The new Privacy Act – is your workplace prepared?
It has been a big year for employers, and it is about to get even bigger with the introduction of the Privacy Act 2020. The new Act will come into force on 1 December 2020, repealing and replacing the 27-year old Privacy Act 1993. Its enactment follows years of review, and creates a much needed, and overdue, response to international development in data protection and an increase in serious data breaches.
Moreover, the new Act will change the way employers collect, use, and disclose the personal information of its employees. Most businesses will need to make changes to their systems and processes, so employers should start preparing now.
Does the new Act apply to me?
If you are an employer the new Act applies to your business. The new Act will apply to any business or organisation collecting and holding personal information about other people. It will apply to both New Zealand and overseas employers where information is collected or held while carrying on business in New Zealand.
What are the changes?
Much of the content of the current legislation remains, including the privacy principals, but there are also significant changes. These changes encourage early intervention and risk management by employers, and they add to the role of the Privacy Commissioner. They also bring New Zealand more in line with international policy.
Notifiable Privacy Breaches
Employers will need to report serious privacy breaches. A serious privacy breach is defined as a breach reasonably believed to cause (or likely to cause) serious harm to an employee. If an employer experiences a notifiable privacy breach, it must notify the employee affected, and the Office of the Privacy Commissioner as soon as possible, or potentially be fined up to $10,000. Liability rests on the shoulders of employers, not employees.

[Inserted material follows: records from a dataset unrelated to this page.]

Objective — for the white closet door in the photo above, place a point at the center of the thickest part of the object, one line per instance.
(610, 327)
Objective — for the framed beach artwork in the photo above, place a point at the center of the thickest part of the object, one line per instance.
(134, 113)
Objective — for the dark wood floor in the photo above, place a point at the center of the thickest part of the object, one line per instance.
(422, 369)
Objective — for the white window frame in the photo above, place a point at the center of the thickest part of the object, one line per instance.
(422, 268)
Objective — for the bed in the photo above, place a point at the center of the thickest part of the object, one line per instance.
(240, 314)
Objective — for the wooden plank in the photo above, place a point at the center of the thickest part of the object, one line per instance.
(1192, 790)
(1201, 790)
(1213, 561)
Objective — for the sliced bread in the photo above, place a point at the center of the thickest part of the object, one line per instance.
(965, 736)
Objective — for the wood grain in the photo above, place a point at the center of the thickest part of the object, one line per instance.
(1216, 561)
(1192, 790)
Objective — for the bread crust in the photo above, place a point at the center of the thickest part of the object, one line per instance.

The Commissioner will be able to issue employers with Compliance Notices to require them to do, or stop doing, something to remedy non-compliance with the new Act, or any Code of Conduct under another act. Compliance Notices may be issued at any time, including concurrently with the use of any other means for dealing with the breach.
The Commissioner will be able to make binding decisions on complaints relating to an employee’s right to personal information. Access Directions will be enforceable in the Human Rights Review Tribunal and may result in a $10,000 fine if employers do not comply. The powers of the Commissioner will be far wider than under the current legislation, and employers must take any rulings or determinations made under the new Act seriously.
The new Act introduces a new Privacy Principle 12 to prescribe when personal information may be disclosed to a foreign person or entity. Under this new principle, an employer must ensure that information being shared overseas will be protected by safeguards akin to New Zealand privacy laws, unless the relevant employee has authorised disclosure in the knowledge that said safeguards may not be in place.
New criminal liability
There are several new consequences for breaching New Zealand’s privacy laws under the new Act. This includes both criminal liability for the company (and directors if applicable), with fines up to $10,000. Criminal liability may arise, for example, where an employer destroys a document containing personal information once a request has been made for it, or where an employer knowingly gives false information to the Commissioner.
What does the new Act mean for employers?
Employers need to review their current systems and processes to ensure they will be complaint with the new Act come 1 December 2020. It does not matter how big or small a business is; it is the owners responsibility to understand its obligations, and to comply with the new Act.
We recommend employers seek advice and do the following:
Establish a comprehensive management process to hold and share employee personal information (or update the process currently in place).
Update any workplace privacy policies to align with the new Act.
Establish a clear procedure for detecting and reporting notifiable breaches.
Review third party contracts with overseas-based service providers to make sure they are comparable to New Zealand privacy laws.
Provide training for staff, particularly on what a “notifiable” privacy breach is and where to raise one, and on clear record keeping and destroying processes.
Appoint a privacy officer (employer or employee) to manage the above.